3. Synchronization Directives:

   • barrier: Synchronizes all threads in a team.
   • taskwait: Waits for all tasks in the current parallel region to complete.
   • nowait: Used within target or teams to allow asynchronous execution without waiting for completion.

Data Mapping Clauses

The map clause in OpenMP Offloading is crucial for managing data movement between the host and device. Below are the most commonly used map clauses:

• map(to: array[:N]): Transfers the array array to the device.
• map(from: array[:N]): Brings the array array back from the device to the host after execution.
• map(tofrom: array[:N]): Ensures the array array is updated both on the device and the host.

Compilation Options for OpenMP Offloading

The following table provides an overview of compilation flags for various OpenMP Offloading compilers, along with additional flags required to target specific hardware, including NVIDIA GPUs, AMD GPUs, and specialized architectures from ARM and Cray.

Table 2: Compilation flags for OpenMP Offloading on NVIDIA, AMD, and other architectures

Compilation Flag Notes:

• Clang/LLVM: Clang supports both NVIDIA and AMD GPUs through the -fopenmp-targets flag. For NVIDIA, use nvptx64-nvidia-cuda, and for AMD, use amdgcn-amd-amdhsa. The -march flag specifies the GPU architecture (e.g., gfx906 for AMD's Vega20 GPUs).
• GCC: GCC supports NVIDIA GPUs (-foffload=nvptx-none) and AMD GPUs with amdgcn-amd-amdhsa. Use -march=gfx906 for AMD architectures.
• NVIDIA (NVC): The -mp flag enables OpenMP Offloading for NVIDIA GPUs. The -gpu=target_architecture flag specifies the GPU architecture (e.g., cc70 for compute capability 7.0).
• Intel oneAPI: Targets Intel GPUs and other SPIR-compatible devices using -fopenmp-targets=spir64.
• ARM Compiler: Supports ARM-based accelerators with -fopenmp-targets=arm-sve. The -march flag specifies the ARM architecture version.
• Cray: Cray compilers support OpenMP Offloading with -h omp and GPU targeting with -h omp_offload -h target=gpu. The -h omplace=1 flag optimizes thread placement for performance.
• AMD Compiler: AMD compilers provide OpenMP Offloading support for AMD GPUs. Use -march=gfx906 or -march=gfx908 depending on the specific AMD GPU architecture.

Each compiler provides specific options for targeting various GPU and CPU architectures, enabling flexibility and optimized performance across heterogeneous HPC systems.
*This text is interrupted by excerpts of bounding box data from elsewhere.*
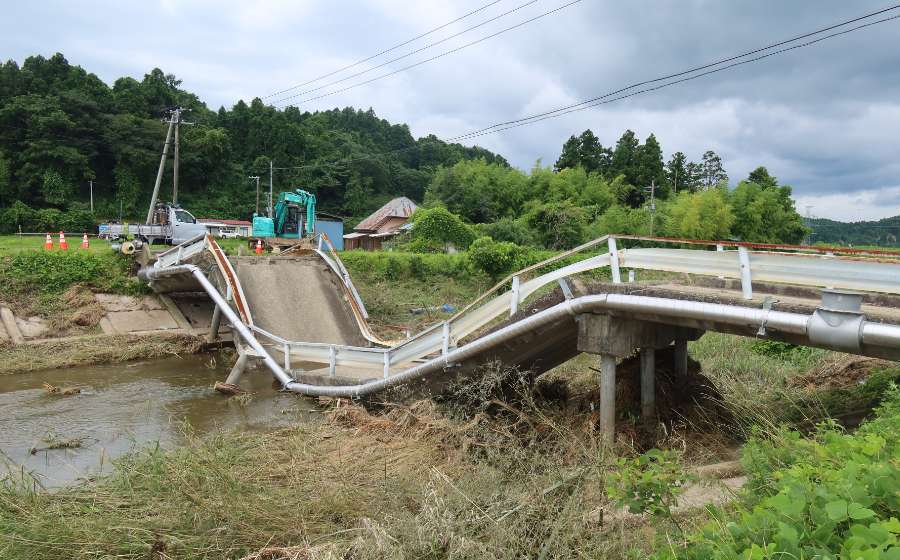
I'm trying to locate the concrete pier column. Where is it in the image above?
[206,305,222,344]
[225,354,250,385]
[641,347,656,424]
[674,338,687,377]
[600,353,616,445]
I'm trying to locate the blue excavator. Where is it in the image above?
[253,189,316,246]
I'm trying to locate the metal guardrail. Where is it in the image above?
[149,236,900,378]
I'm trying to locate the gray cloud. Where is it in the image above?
[0,0,900,219]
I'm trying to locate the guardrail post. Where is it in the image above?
[509,276,519,317]
[716,243,725,280]
[641,346,656,424]
[608,237,622,284]
[674,338,687,379]
[738,247,753,299]
[441,321,450,356]
[600,354,616,445]
[556,278,575,299]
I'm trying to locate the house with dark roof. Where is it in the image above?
[344,196,418,251]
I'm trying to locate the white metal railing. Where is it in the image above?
[158,236,900,377]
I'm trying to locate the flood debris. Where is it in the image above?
[213,381,247,395]
[44,383,81,397]
[28,434,85,455]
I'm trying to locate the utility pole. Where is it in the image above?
[172,107,181,204]
[269,159,275,218]
[145,110,175,224]
[644,179,656,237]
[172,107,194,204]
[247,175,259,216]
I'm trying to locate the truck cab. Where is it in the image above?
[100,202,207,245]
[166,204,206,245]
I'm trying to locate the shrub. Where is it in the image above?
[411,206,475,252]
[750,340,813,362]
[659,386,900,559]
[475,218,536,246]
[0,251,143,297]
[0,201,97,233]
[466,237,525,279]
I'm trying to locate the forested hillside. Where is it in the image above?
[0,54,821,250]
[0,54,506,225]
[807,216,900,247]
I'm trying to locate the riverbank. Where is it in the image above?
[0,358,900,560]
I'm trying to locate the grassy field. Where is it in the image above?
[0,234,111,256]
[0,237,900,560]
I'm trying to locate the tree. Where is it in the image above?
[700,150,728,190]
[410,206,475,252]
[666,152,700,194]
[634,134,669,199]
[591,206,650,237]
[526,200,587,249]
[610,130,640,179]
[747,165,778,188]
[41,171,72,206]
[425,159,529,223]
[663,189,735,239]
[729,181,808,243]
[0,152,16,208]
[554,129,612,173]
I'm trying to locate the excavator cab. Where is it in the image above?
[253,189,316,244]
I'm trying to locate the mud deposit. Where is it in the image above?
[0,355,316,488]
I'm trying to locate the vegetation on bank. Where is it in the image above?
[658,386,900,560]
[0,339,900,559]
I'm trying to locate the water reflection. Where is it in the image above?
[0,355,316,487]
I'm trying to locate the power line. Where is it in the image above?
[449,4,900,141]
[255,2,900,173]
[274,0,538,103]
[262,0,502,99]
[277,0,581,107]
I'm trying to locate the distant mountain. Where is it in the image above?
[806,216,900,247]
[0,53,507,222]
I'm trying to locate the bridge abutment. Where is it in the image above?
[578,313,704,444]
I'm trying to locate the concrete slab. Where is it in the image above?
[101,310,178,334]
[94,294,142,312]
[16,317,50,338]
[236,256,367,346]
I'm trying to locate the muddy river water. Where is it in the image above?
[0,354,318,488]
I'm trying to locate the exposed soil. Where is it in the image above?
[788,356,890,393]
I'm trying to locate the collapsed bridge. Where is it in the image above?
[140,235,900,438]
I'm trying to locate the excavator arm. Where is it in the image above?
[275,189,316,236]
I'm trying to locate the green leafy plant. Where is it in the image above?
[750,340,813,362]
[606,449,693,519]
[658,386,900,560]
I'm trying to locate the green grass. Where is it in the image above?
[0,234,112,256]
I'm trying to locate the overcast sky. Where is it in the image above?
[0,0,900,220]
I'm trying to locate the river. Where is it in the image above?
[0,354,318,488]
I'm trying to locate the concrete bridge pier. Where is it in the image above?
[577,313,703,444]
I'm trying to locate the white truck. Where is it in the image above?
[99,202,207,245]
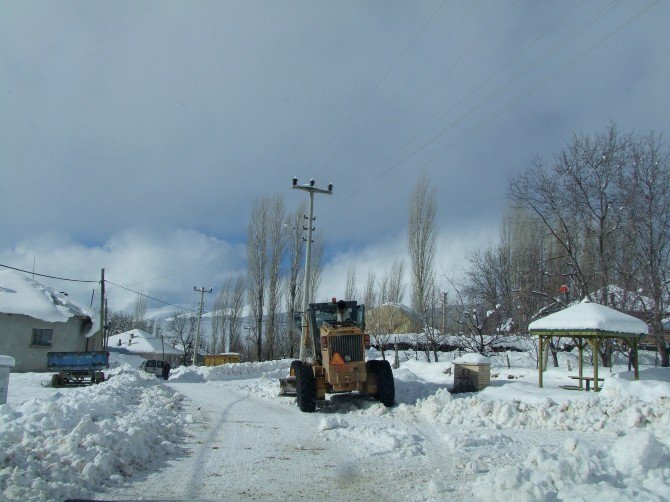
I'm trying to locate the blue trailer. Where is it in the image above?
[47,351,109,387]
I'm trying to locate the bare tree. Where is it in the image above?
[407,175,437,313]
[247,198,270,361]
[224,276,245,352]
[423,282,446,362]
[265,197,287,360]
[166,312,196,365]
[620,132,670,367]
[309,233,326,302]
[384,259,406,303]
[363,270,377,309]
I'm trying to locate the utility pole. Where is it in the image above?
[442,292,447,337]
[292,178,333,363]
[100,268,107,350]
[191,286,212,366]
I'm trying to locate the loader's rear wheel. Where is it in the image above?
[295,363,316,413]
[367,361,395,406]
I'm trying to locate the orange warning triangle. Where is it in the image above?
[330,352,344,366]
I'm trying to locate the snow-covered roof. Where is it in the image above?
[591,284,668,312]
[0,355,16,368]
[107,329,184,356]
[454,352,491,364]
[0,270,98,336]
[528,301,649,335]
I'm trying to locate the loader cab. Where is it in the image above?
[293,301,365,346]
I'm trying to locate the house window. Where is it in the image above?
[31,328,54,347]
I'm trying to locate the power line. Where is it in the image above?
[118,256,224,286]
[320,0,585,193]
[330,0,632,208]
[0,263,100,283]
[298,0,447,180]
[105,279,198,313]
[352,0,661,201]
[321,1,486,175]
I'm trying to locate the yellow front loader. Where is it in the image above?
[280,299,395,412]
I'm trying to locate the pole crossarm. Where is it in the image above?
[291,178,333,362]
[191,286,212,366]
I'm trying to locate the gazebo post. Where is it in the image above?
[593,336,600,392]
[577,336,584,389]
[537,335,544,388]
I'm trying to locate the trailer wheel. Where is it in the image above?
[367,361,395,406]
[295,364,316,413]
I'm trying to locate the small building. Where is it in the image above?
[528,300,649,391]
[205,352,240,366]
[453,353,491,392]
[107,329,184,366]
[0,270,100,372]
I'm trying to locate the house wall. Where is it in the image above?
[0,313,86,373]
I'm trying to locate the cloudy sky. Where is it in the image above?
[0,0,670,309]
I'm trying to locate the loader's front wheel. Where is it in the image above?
[368,361,395,406]
[295,364,316,413]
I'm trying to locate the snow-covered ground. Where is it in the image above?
[0,352,670,501]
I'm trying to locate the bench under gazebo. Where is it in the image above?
[528,301,649,391]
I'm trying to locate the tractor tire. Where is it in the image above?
[367,361,395,407]
[295,363,316,413]
[289,360,302,376]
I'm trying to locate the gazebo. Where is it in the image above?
[528,301,649,391]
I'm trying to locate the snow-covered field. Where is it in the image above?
[0,352,670,501]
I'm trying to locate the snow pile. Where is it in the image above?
[0,270,97,336]
[471,431,670,501]
[416,390,670,434]
[170,359,291,385]
[0,355,16,368]
[601,368,670,401]
[454,352,491,365]
[0,366,186,500]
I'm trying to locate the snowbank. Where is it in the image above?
[472,431,670,502]
[170,359,291,387]
[0,366,187,501]
[454,352,491,364]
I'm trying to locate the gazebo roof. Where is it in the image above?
[528,301,649,337]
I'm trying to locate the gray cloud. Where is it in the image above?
[0,1,670,310]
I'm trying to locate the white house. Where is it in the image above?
[107,329,184,366]
[0,270,99,372]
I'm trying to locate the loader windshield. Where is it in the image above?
[294,301,365,340]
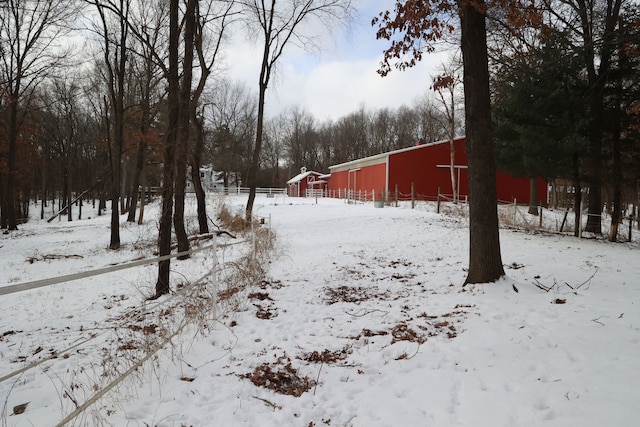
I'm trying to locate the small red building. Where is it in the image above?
[327,137,547,204]
[287,167,327,197]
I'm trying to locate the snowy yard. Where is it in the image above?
[0,196,640,427]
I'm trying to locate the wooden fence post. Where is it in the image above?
[396,184,398,208]
[411,182,416,209]
[538,203,542,229]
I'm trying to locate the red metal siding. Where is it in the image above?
[496,175,547,205]
[328,138,547,204]
[389,138,468,200]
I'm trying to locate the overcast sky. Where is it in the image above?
[225,0,446,120]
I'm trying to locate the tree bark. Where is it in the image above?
[173,0,196,259]
[153,0,180,298]
[191,112,209,234]
[573,153,582,237]
[459,0,504,284]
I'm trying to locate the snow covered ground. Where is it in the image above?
[0,196,640,427]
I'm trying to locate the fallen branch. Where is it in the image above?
[576,268,598,289]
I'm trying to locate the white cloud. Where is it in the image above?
[220,0,456,120]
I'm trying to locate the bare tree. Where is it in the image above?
[373,0,537,284]
[88,0,131,249]
[239,0,352,221]
[127,2,166,223]
[0,0,77,230]
[152,0,180,298]
[431,57,462,203]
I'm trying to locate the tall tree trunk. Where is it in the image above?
[191,114,209,234]
[173,0,196,259]
[2,99,19,230]
[529,176,540,216]
[608,66,626,242]
[127,140,147,222]
[153,0,180,298]
[459,0,504,284]
[245,80,267,223]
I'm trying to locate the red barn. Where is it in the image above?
[327,137,547,204]
[287,167,327,197]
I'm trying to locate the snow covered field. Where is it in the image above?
[0,196,640,427]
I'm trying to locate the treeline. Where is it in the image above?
[489,0,640,241]
[0,0,640,246]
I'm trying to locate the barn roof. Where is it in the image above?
[287,171,321,184]
[329,136,464,172]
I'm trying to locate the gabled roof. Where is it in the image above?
[329,136,464,172]
[287,171,322,184]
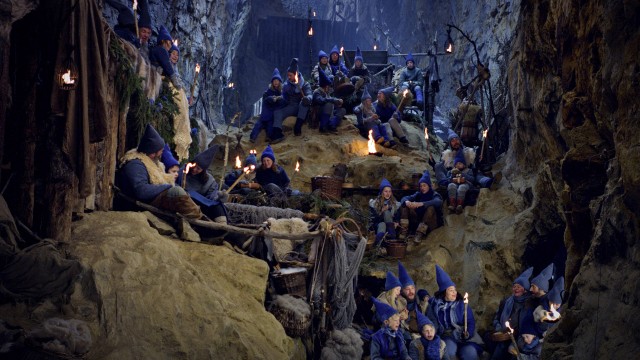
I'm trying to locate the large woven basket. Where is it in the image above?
[269,296,311,337]
[311,176,343,200]
[271,267,307,298]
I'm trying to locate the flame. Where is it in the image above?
[62,69,76,85]
[367,130,377,154]
[504,321,513,334]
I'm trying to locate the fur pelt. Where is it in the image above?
[442,147,476,169]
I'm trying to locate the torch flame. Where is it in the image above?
[62,69,76,85]
[367,130,377,154]
[504,321,513,334]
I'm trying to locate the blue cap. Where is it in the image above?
[398,260,416,289]
[371,296,398,321]
[318,69,331,87]
[384,271,402,291]
[378,179,393,192]
[158,25,173,41]
[547,276,564,304]
[436,264,456,291]
[353,46,364,63]
[271,68,282,82]
[160,144,180,170]
[513,266,533,291]
[531,263,553,292]
[260,145,276,162]
[416,310,433,332]
[138,124,164,154]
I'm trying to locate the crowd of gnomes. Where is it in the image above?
[364,261,564,360]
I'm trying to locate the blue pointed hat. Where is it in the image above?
[416,311,433,332]
[271,68,282,82]
[371,296,398,321]
[353,46,364,63]
[398,260,416,289]
[158,25,173,42]
[107,0,135,26]
[244,154,258,166]
[531,263,553,292]
[447,129,460,142]
[193,145,219,170]
[260,145,276,162]
[287,58,298,74]
[404,53,416,65]
[329,45,340,55]
[384,271,402,291]
[360,86,371,101]
[436,264,456,291]
[513,266,533,291]
[160,144,180,170]
[138,0,153,29]
[378,179,393,192]
[547,276,564,304]
[138,124,164,154]
[318,70,331,87]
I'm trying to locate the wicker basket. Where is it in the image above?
[269,296,311,337]
[386,241,407,259]
[311,176,343,199]
[271,267,307,298]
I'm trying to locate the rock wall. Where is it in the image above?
[507,1,640,359]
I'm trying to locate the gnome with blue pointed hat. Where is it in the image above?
[270,58,313,144]
[369,179,400,245]
[427,265,483,359]
[313,67,346,134]
[349,46,371,96]
[490,267,533,359]
[370,296,411,360]
[373,87,409,144]
[249,68,287,144]
[409,313,446,360]
[398,53,424,108]
[400,170,442,243]
[116,125,202,219]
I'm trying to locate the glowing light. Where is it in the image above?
[367,130,377,154]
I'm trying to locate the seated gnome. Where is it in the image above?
[400,170,442,243]
[370,297,411,360]
[369,179,400,246]
[491,267,533,360]
[160,144,180,184]
[180,145,228,223]
[371,271,407,323]
[409,312,449,360]
[116,125,202,219]
[427,265,483,360]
Key Directives and Clauses

• Compute Directives: target, teams, distribute, parallel, for, which structure work across teams and threads.
• Data Management: map clauses control data transfer, while declare target and allocate manage memory allocation on devices.
• Synchronization: barrier, taskwait, and nowait manage parallel execution flow.

OpenMP Offloading makes it possible to scale parallel code across CPUs, GPUs, and other accelerators without sacrificing portability, providing a versatile, high-level programming model for HPC applications.

Summary

OpenMP Offloading provides a straightforward way to extend parallel programming to GPUs and other accelerators using familiar OpenMP directives. This model offers key benefits for scientists and engineers who want to accelerate their applications on heterogeneous systems, as it minimizes the need for deep GPU programming knowledge.